How We Eliminated DNS Downtime with Systemd Socket Activation

2025-07-25

The Problem That Kept Me Up at Night

Picture this: you’re running a DNS service that handles over 100 queries per second. Every time you need to deploy an update or restart the service, you’re essentially playing Russian roulette with your users’ internet connectivity.

I learned this the hard way when we had a critical security patch that needed to go out. The traditional restart dance looked something like this:

systemctl restart dns-service
# 1. Service stops accepting new connections
# 2. Existing connections get dropped  
# 3. Brief moment where port 53 is unbound
# 4. New process starts and binds to port
# 5. Users get DNS timeouts during this gap

That “brief moment” was killing us. Even a 2-second restart meant 200+ dropped DNS queries. DNS timeouts make websites feel broken, and broken websites make angry customers.

The Lightbulb Moment: Let Systemd Handle the Sockets

Then I discovered systemd socket activation, and honestly, it felt like magic.
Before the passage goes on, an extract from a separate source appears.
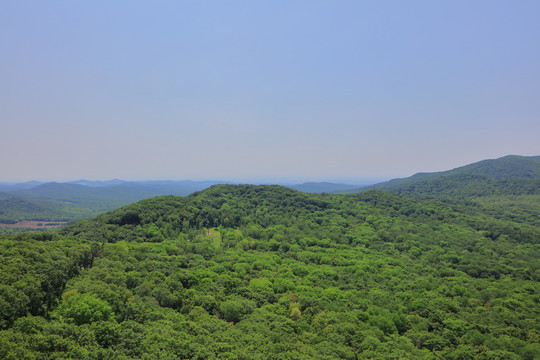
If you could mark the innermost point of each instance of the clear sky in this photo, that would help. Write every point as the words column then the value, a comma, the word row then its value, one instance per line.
column 264, row 89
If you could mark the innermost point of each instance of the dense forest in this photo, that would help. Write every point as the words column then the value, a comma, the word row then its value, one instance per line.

The core idea is simple but brilliant: what if the operating system held onto the sockets for us during restarts?

Let me show you the difference visually:

Traditional Restart (with packet loss):

                                                            
     0s               2s              4s            6s      
      │               │               │              │      
      ▼               ▼               ▼              ▼      
┌──────────┐     ┌─────────┐     ┌─────────┐    ┌─────────┐ 
│          │     │         │     │         │    │         │ 
│  Client  ├────►│ App v1  ├─X──►│ SIGTERM ├───►│   New   │ 
│  Request │     │         │     │         │    │   App   │ 
│          │     │         │     │         │    │         │ 
└──────────┘     └─────────┘     └─────────┘    └─────────┘ 
                     │ 
                     ▼ 
                  ⚡ SIGTERM    
                  🔌 Socket closed

                  📱 Restart begins
                               ❌ Incoming requests LOST!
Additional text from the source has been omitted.